Thompson at the moment is the only black candidate in the 2013 mayoral field.

He’s counting on picking up a sizable number of Hispanic votes to add to the 80 percent or so of the black vote he’s likely to collect — a combination that provides a big step up in a five- or six-way race.

But if the congressional showdown turns bloody, Hispanics might not be eager to support Thompson.

“You’d have a fractious city,” said the insider. “Latinos would be turned off.”

Manhattan Borough President Scott Stringer also has something to worry about.

If Espaillat challenged Rangel and lost, the senator’s effectiveness as one of Stringer’s key supporters would be blunted.

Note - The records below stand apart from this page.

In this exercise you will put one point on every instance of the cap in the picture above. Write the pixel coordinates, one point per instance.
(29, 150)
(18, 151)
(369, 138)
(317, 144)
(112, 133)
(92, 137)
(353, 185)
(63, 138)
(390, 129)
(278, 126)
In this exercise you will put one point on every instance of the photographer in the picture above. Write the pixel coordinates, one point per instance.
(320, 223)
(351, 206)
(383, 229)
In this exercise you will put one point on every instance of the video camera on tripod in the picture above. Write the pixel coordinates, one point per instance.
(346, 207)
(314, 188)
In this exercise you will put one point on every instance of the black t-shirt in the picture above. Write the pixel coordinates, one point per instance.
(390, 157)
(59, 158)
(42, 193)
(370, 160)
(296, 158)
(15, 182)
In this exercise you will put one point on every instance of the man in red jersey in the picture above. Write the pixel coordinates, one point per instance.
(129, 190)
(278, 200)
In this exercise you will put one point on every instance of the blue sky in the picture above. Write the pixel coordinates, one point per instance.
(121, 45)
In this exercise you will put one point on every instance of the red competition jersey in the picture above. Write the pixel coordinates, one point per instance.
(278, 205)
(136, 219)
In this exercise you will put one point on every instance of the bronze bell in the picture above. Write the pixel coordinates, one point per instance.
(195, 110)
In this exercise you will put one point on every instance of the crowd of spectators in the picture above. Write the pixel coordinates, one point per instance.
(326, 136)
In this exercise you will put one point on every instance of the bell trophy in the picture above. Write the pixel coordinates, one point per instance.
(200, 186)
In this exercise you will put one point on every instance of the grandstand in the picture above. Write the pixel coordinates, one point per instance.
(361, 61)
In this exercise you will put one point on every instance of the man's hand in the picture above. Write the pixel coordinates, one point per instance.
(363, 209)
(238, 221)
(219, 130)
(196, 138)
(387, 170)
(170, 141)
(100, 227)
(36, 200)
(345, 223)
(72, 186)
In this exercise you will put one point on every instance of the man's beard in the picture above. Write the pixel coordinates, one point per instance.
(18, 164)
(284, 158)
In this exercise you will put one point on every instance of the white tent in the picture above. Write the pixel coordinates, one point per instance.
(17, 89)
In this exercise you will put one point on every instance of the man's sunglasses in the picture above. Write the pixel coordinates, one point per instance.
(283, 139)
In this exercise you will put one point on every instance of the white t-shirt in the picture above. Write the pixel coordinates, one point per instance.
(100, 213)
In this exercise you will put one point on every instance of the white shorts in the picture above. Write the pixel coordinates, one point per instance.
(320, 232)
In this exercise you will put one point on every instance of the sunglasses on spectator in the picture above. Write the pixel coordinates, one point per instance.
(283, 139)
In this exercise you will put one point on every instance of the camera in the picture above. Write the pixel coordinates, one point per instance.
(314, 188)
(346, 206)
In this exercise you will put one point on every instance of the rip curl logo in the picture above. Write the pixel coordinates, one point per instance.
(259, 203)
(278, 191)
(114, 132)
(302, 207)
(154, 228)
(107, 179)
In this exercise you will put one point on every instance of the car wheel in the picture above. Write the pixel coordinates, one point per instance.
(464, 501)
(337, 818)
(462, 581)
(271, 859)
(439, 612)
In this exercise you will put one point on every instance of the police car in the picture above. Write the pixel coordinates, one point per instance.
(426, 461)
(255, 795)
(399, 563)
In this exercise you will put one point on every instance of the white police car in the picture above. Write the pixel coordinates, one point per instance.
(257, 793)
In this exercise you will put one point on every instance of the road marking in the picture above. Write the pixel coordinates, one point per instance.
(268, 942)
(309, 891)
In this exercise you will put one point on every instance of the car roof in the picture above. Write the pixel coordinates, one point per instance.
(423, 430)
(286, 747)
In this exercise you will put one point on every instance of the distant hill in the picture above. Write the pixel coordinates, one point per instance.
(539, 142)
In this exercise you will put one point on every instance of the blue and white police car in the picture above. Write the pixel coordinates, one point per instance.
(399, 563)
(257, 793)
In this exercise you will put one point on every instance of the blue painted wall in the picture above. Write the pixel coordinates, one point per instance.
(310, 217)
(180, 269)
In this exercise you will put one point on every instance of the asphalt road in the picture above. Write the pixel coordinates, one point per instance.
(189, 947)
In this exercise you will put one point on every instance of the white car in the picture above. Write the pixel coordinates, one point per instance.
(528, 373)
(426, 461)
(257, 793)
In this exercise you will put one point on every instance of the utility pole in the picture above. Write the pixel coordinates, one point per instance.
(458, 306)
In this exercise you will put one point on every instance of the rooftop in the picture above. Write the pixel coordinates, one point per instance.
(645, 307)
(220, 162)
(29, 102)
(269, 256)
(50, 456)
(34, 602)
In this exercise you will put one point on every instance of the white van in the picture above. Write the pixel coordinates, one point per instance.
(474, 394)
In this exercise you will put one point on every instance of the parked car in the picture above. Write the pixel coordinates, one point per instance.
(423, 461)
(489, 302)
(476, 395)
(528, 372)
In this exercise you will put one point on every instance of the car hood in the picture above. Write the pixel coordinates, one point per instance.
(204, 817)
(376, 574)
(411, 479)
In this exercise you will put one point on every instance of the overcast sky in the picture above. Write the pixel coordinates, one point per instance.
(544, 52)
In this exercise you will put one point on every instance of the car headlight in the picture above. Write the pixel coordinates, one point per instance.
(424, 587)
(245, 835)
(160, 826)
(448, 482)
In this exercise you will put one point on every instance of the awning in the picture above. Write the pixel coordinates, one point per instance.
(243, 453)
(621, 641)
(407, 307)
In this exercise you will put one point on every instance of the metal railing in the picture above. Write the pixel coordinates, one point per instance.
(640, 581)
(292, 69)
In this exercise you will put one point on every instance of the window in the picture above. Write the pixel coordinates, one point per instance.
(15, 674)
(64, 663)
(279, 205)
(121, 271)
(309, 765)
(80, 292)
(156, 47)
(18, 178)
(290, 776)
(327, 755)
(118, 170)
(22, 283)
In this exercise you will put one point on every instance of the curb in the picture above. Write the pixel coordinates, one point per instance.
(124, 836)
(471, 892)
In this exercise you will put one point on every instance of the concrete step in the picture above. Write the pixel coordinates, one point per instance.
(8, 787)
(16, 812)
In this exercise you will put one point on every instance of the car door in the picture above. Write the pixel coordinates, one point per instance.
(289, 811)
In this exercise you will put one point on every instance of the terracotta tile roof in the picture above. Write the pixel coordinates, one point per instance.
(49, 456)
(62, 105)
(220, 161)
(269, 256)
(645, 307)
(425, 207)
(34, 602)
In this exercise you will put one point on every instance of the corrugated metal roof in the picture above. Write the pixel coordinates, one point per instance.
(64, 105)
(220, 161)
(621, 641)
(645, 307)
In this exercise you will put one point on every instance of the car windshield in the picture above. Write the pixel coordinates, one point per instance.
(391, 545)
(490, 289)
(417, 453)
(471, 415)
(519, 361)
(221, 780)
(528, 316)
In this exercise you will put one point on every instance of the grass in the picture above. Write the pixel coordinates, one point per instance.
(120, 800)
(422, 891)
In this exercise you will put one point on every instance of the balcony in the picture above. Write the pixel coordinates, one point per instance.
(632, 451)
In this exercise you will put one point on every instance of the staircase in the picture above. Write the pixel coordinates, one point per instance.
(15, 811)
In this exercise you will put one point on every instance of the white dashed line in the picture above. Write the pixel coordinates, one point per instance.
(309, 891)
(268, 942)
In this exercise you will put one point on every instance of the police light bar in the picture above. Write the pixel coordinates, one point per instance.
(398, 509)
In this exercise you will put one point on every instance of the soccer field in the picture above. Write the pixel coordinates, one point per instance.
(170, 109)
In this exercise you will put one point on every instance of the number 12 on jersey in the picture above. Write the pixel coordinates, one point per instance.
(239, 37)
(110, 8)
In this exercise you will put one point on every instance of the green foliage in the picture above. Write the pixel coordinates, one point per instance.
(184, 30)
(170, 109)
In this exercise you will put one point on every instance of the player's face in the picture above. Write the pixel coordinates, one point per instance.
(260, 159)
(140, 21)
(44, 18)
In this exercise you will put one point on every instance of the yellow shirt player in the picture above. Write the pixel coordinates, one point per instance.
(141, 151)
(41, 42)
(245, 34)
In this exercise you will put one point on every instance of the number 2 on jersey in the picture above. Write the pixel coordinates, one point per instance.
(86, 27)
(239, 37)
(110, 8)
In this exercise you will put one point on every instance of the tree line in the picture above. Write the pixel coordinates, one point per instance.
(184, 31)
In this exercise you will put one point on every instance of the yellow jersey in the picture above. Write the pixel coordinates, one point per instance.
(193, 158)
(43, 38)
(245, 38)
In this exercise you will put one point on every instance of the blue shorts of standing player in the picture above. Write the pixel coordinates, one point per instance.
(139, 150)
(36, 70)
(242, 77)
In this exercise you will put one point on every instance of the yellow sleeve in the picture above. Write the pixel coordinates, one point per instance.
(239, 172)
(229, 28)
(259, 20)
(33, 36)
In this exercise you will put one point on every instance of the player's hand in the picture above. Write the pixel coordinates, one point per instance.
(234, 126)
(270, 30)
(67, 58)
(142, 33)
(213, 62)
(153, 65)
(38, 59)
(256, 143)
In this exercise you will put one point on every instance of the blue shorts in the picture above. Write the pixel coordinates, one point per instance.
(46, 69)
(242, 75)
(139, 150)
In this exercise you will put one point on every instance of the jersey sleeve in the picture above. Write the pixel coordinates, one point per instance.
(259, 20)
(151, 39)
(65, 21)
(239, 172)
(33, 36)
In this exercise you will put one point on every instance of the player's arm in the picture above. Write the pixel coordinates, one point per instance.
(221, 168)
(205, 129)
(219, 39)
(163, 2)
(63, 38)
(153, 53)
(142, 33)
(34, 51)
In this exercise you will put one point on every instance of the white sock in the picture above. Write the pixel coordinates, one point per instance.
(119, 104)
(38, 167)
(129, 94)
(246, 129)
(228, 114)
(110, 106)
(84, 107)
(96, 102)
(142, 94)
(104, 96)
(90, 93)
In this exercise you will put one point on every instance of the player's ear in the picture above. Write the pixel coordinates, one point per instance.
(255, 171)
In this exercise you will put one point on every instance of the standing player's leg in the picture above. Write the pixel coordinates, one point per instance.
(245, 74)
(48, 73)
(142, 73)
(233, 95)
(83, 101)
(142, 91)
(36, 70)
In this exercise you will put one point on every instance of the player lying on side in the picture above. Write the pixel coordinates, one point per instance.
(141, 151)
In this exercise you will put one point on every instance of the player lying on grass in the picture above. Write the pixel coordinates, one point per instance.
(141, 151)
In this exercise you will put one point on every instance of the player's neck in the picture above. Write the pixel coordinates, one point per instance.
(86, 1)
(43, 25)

“If I were Charlie Rangel, I’d call up Thompson and ask him, ‘What the hell is going on?’” said one source in a rival mayoral camp.

Another source said Rangel’s backers have already pressured two elected officials who were going to line up with Espaillat to back off.

Espaillat allies dismissed talk of possible black-Hispanic tensions as overblown and not meaningful to a mayoral contest so far away.

“Blacks and Latinos run against each other all the time,” said one person in the would-be challenger’s camp.

“This is going to happen in three months, then it’s over. It’s 15 months [to the mayoral primary] before anything else happens.”